Today's circumstances are such that there can be no return to health in public life until a sufficiently large number of people recognize the real social, political and spiritual demands of the times, and have the good will and energy to pass on this vital understanding to others. To the extent that this understanding is spread, the remaining obstacles to social health would disappear. For it is merely a political superstition that these obstacles have any objective existence beyond the reach of human insight; it is an assertion made only by people who can never understand the actual relationship between theory and praxis. They are the people who say, “These idealists have quite excellent, well-meant ideas. However, as matters now stand, these ideas cannot be put in practice.” This is not at all the case; the only obstacle to the practical realization of certain ideas at present are those who hold this belief and have the power to use it as an obstacle. And such power is possessed also by those who have gathered around them the masses of the people from former party groups; the masses obediently follow them, their “leaders.” Therefore, one of the fundamental conditions for a return to social health is the disbanding of these old party groupings, and a heightened understanding for the kinds of ideas that grow out of real practical insight in-dependent of any connection with old parties and groups. An immediate and burning question is how to find ways and means to replace the old party creeds with this independent judgement so that they can become a nucleus around which people of all party affiliations can gather—people who are able to see that the existing parties have had their day and that the present social conditions are sufficient proof that their day is over.

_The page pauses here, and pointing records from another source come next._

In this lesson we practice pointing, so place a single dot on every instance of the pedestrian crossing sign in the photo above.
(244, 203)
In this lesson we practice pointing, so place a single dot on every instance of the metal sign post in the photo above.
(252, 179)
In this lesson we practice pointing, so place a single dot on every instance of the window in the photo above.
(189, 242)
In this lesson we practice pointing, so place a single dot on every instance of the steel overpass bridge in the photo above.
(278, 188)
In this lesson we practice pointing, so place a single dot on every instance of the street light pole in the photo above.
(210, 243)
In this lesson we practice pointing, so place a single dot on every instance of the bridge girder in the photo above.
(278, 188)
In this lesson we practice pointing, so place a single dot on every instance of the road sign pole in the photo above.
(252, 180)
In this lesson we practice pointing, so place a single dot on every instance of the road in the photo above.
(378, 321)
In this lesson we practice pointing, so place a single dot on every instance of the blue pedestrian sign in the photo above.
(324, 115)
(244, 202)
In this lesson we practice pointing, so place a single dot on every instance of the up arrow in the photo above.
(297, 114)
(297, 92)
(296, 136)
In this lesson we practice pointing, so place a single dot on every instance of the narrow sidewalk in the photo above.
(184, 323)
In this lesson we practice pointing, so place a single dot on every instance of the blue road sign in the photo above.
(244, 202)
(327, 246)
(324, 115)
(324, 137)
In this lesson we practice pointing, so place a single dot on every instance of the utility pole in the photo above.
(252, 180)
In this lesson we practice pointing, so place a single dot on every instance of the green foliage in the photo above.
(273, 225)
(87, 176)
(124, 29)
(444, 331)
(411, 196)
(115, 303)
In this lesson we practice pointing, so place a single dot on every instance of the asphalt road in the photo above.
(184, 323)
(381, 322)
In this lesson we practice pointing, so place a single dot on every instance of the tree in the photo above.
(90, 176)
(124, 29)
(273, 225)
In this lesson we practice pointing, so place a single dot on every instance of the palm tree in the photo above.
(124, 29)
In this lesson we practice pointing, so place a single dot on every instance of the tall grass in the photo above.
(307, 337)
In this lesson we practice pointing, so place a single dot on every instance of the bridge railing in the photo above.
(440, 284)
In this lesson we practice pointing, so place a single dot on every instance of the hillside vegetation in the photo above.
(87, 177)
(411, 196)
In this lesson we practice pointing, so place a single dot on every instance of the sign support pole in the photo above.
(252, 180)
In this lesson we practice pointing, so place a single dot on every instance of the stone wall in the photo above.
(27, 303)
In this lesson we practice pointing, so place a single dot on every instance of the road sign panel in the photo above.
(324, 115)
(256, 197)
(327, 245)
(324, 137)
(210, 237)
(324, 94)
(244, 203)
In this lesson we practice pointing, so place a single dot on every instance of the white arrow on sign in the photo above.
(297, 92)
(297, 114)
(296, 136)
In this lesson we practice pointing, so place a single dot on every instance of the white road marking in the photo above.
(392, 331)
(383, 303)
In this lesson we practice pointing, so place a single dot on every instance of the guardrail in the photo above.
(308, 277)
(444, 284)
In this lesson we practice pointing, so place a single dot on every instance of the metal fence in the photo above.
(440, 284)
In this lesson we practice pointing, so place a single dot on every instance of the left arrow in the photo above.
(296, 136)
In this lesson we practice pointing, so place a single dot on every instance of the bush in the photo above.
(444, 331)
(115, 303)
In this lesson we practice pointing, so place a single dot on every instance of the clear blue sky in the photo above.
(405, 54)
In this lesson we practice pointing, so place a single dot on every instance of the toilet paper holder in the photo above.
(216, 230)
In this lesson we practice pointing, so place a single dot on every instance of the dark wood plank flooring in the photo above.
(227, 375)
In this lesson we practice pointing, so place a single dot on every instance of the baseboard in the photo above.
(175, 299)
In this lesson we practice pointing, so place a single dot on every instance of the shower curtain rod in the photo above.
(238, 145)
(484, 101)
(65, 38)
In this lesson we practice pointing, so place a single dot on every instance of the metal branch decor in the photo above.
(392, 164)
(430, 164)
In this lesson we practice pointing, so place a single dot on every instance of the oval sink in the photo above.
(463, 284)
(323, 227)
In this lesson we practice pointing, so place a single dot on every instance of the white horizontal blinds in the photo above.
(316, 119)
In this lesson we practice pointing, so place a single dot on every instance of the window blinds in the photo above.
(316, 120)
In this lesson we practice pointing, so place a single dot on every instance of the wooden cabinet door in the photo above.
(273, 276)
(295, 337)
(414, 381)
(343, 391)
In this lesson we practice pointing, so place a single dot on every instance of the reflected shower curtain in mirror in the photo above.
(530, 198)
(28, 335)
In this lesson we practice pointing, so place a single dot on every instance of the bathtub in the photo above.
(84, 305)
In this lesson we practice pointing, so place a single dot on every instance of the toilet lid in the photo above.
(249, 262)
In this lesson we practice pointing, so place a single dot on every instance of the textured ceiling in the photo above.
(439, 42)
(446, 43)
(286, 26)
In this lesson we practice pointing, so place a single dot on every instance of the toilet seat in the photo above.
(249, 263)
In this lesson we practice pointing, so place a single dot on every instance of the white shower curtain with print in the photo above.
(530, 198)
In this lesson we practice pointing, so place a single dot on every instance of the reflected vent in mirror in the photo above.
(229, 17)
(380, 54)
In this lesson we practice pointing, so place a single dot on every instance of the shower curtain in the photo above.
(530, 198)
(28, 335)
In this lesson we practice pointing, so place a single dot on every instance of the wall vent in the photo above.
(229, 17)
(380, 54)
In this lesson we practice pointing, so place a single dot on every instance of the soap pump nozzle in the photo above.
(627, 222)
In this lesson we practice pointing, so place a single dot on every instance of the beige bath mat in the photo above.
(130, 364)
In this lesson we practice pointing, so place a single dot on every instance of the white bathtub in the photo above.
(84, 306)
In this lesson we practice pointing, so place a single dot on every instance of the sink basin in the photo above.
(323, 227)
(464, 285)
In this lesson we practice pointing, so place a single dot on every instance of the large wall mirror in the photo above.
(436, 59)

It is understandable that those who need to recognize this do not find it easy. The rank and file do not find it easy because they do not have the time or the leisure (and very often not the training) this recognition requires. It is not easy for the leaders because both their prejudices and their power are bound up with all they have stood for until now. This situation obliges us all the more urgently to look beyond the party traditions of the day and seek the real progress of humanity outside, not within them. Today it is not enough merely to know what should take the place of existing institutions. What is necessary is to elaborate this new way of thinking in a way that will lead as quickly as possible to the disbanding of the old party system and will guide people's efforts toward new goals. Whoever lacks the courage to do this can contribute nothing toward a new and healthy social order. Whoever is deluded by the belief that such efforts are utopian, builds on sinking ground.